Je posai le miroir sur la commode et, la mine froide, je ne dis mot, attendant que Toinon vint à résipiscence. Ce qu’elle fit, non par crainte de moi, mais par crainte d’être tancée par mon père, si je lui répétais son propos.
— Enfin, dit-elle, chez un homme, cela peut aller ! Mieux vaut un nez point trop joli comme le vôtre que pas de nez du tout, comme le Duc de Guise. Pas de nez, point de vit. Voilà ce que je dis.
— Billevesées que cela ! Le Duc de Guise court le cotillon.
— Bonne Vierge, je me demande bien avec quoi !
— Toinon ! Invoquer la Vierge en parlant de nez et de vit !
— C’est vrai, dit Toinon en rougissant fort en sa vergogne. Ah ! pardon mille fois, bonne Vierge !
Et passant le fer à friser de la main droite à sa main gauche, elle se signa de sa dextre.
— Crois-tu, dis-je d’un air de dérision, qu’un signe de croix va suffire à apaiser la Sainte Vierge, vu que tu l’as si fort offensée ?
Et non sans user à son endroit d’une contreperfidie, je repris, la sachant très ménagère de ses deniers :
— À mon avis, tu ne t’en tireras pas à moins d’une grande et forte chandelle devant l’autel de la Vierge.
— Une grande et forte chandelle ! cria-t-elle, effrayée. Ma fé ! Me voulez-vous ruiner ?
Et de ruminer sa ruine, cela lui ferma le bec. De mon côté, je restai clos comme huître, lui gardant une fort mauvaise dent d’avoir tâché d’ébranler les espoirs que je fondais sur ma bonne mine pour conquérir les belles de ce bal. Le lecteur se ressouvient sans doute que j’étais alors si jeune et si niais que toute femme me paraissait aussi docile à mes désirs que l’avait été ma soubrette.
Ce fut avec mes nourrices, quand elles m’aidèrent à m’habiller, une tout autre chanson mais, chose bizarre, les grandes louanges dont elles me caressèrent ne réussirent pas tout à fait à guérir la blessure que m’avait laissée la griffe de Toinon.

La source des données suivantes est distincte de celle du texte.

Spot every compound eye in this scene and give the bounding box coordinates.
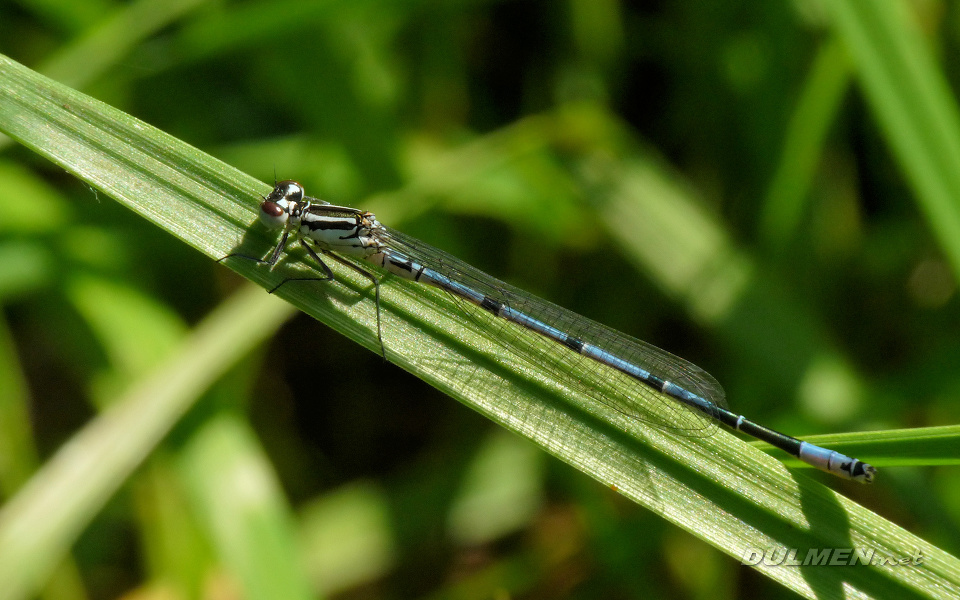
[260,200,290,229]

À ce jour encore, je m’en souviens avec déplaisir, quoique sans aigreur, entendant bien que ma soubrette aimait le bal autant qu’une autre et qu’elle n’était pas fort contente de demeurer au logis dans le temps que j’allais m’ébattre avec des garcelettes dont, n’étant pas née, elle n’aurait jamais la vêture, les bijoux, les grâces et les façons.
J’étais prêt depuis une demi-heure à peine quand le carrosse de Madame de Guise, rutilant d’or, armorié sur les portes, tiré par quatre superbes chevaux alezans, conduit par un cocher en non moins superbe livrée aux couleurs des Guise et portant sur le marchepied deux Suisses géantins et chamarrés, demanda l’entrant dans notre cour. Cela ne se fit pas sans quelque vacarme et aux fenêtres de notre logis apparurent les visages de nos fraîches chambrières, lesquelles s’ébaudirent fort à contempler cet équipage, tirant grande fierté du fait qu’il vînt pour moi et les joues déjà gonflées des contes qu’elles allaient en faire chez les bons becs de notre rue. La porte du carrosse m’étant ouverte par un des Suisses, et tandis qu’il abaissait le marchepied, je levai la tête vers elles et leur fis un grand salut de mon chapeau dont les plumes parme et vert amande rappelaient les couleurs de mon pourpoint. Elles furent ravies de cette bonnetade et, riant, frétillant, claquant des mains, elles me firent une grande ovation, comme si elles avaient assisté à la comédie.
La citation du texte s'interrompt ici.